Other risks that patients undergoing an EPP face include long-term breathing difficulties and shortness of breath, which may necessitate the use of an oxygen tank indefinitely. Patients also face serious infections, pneumonia, blood clots, accumulation of fluid or pus in the pleural space, and heart problems. Up to one in three people undergoing an EPP will experience serious complications.
Even if the surgery goes well, the patient survives, and there are no serious complications, a recurrence of the cancer is possible. The goal is to eliminate the cancer entirely and go into remission, but some patients will see a recurrence. The rate of recurrence can be lowered with post-surgery radiation therapy, but there is always a good chance that the cancer will eventually come back, sometimes in a different part of the body.
Candidates for Extrapleural Pneumonectomy
Not many people will ever undergo an EPP because pleural mesothelioma is a rare disease. Even among those living with mesothelioma, not all are eligible for the procedure.
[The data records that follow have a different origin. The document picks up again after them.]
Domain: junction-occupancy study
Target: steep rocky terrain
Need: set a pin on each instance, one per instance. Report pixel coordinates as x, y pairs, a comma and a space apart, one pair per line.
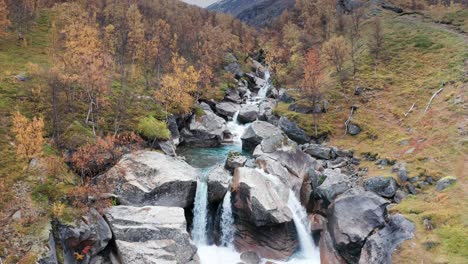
255, 13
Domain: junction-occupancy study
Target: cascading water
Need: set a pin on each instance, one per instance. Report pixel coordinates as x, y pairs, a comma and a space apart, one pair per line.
236, 129
200, 212
308, 251
226, 253
262, 93
227, 222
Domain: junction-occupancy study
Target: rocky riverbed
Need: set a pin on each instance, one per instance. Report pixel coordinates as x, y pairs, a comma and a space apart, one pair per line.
239, 185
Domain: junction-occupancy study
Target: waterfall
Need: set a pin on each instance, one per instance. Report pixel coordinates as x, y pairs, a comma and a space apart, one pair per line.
227, 222
200, 212
308, 250
236, 129
262, 93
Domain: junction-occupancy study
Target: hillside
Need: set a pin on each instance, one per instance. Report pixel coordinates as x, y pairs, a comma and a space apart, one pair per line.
119, 117
255, 13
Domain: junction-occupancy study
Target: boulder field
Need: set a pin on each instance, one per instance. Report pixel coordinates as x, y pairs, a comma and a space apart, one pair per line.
155, 194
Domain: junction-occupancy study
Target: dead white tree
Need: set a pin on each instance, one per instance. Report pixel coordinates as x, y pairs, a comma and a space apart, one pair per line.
433, 96
348, 121
410, 110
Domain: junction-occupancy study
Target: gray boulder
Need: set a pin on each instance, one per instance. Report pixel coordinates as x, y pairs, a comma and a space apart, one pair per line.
263, 220
255, 83
248, 113
293, 131
300, 108
227, 109
264, 199
383, 186
259, 69
235, 160
250, 257
318, 151
265, 112
235, 69
445, 182
283, 96
151, 234
256, 132
218, 183
354, 129
352, 217
51, 255
380, 246
92, 231
205, 131
233, 95
152, 178
335, 183
168, 147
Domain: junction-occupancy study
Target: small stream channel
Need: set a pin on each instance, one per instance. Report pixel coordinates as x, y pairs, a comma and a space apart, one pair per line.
208, 158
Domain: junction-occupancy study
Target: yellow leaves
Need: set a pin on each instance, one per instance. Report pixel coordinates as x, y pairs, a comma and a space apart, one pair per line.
177, 87
136, 34
335, 51
29, 136
4, 22
58, 209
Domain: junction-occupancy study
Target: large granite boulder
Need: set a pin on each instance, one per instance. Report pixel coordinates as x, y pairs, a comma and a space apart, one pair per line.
265, 112
282, 157
335, 183
380, 246
92, 232
328, 253
383, 186
152, 178
293, 131
262, 196
227, 109
263, 220
284, 96
235, 160
318, 151
233, 95
218, 183
445, 182
256, 132
151, 234
205, 131
248, 113
255, 82
352, 217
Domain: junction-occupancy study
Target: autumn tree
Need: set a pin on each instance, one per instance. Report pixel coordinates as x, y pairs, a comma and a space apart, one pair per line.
4, 21
178, 86
136, 34
355, 16
87, 64
312, 83
335, 51
21, 13
29, 135
376, 42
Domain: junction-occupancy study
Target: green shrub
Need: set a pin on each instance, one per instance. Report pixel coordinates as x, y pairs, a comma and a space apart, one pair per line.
77, 135
151, 128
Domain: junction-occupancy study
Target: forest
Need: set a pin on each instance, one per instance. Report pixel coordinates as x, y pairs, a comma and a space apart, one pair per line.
85, 82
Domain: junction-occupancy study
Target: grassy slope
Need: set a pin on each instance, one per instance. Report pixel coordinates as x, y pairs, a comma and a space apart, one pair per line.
419, 56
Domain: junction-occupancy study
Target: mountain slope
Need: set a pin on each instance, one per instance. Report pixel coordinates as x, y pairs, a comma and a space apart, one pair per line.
255, 13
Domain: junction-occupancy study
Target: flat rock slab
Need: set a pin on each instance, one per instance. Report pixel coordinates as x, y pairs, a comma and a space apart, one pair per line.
151, 234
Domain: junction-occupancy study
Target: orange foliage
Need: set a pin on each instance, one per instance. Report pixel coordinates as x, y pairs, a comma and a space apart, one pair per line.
4, 22
93, 158
29, 136
177, 87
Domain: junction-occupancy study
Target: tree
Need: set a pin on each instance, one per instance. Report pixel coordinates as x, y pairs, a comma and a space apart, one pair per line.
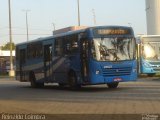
7, 46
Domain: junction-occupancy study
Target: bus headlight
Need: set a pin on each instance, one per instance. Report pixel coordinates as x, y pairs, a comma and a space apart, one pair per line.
97, 72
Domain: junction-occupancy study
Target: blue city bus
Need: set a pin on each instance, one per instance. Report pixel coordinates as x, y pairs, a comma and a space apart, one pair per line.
148, 54
94, 55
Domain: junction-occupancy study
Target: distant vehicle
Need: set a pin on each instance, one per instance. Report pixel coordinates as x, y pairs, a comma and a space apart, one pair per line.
149, 54
94, 55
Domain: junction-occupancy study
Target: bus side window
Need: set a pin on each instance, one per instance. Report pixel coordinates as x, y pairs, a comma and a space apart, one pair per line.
71, 45
59, 47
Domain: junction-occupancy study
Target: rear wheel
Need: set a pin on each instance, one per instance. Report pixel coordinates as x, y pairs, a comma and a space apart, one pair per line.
72, 79
113, 85
33, 82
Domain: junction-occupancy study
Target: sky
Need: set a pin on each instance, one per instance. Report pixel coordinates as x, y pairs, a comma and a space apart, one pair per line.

Patients have to be healthy and young enough and able to withstand both the surgery and the necessary post-surgical treatments like radiation and chemotherapy.
Many patients fail to be good candidates for an EPP because of other conditions, such as heart disease, diabetes, or simply frailness due to aging. Another disqualifying factor is advanced disease. If the cancer has spread to lymph nodes more distant than those closest to the affected lung or to other parts of the body and other organs, an EPP will not help and its benefits are not worth the serious risks.
Life after Extrapleural Pneumonectomy
Recovery from an EPP can be long and slow. A patient may need some time to recover, but will soon be faced with undergoing radiation or chemotherapy to reduce the risks of the cancer recurring. The patient may also need time on a respirator and may have to have fluids drained from the chest cavity regularly while recovering.
There are such serious potential complications with an EPP that patients must spend at least a couple of weeks in the hospital for monitoring. Full recovery, if possible, requires up to eight weeks or even more time. Even after this period a patient may never be fully recovered and may live with breathing difficulties and limitations on being physically active.
While the risks are high for an EPP, and experts debate whether this surgery is any better than less radical alternatives, the potential benefits could be life-saving. Only a few patients will be candidates for an EPP and they face a long uphill battle to feeling well again. If you are a candidate for this procedure, make sure you understand everything it entails and that you are prepared to take the risks.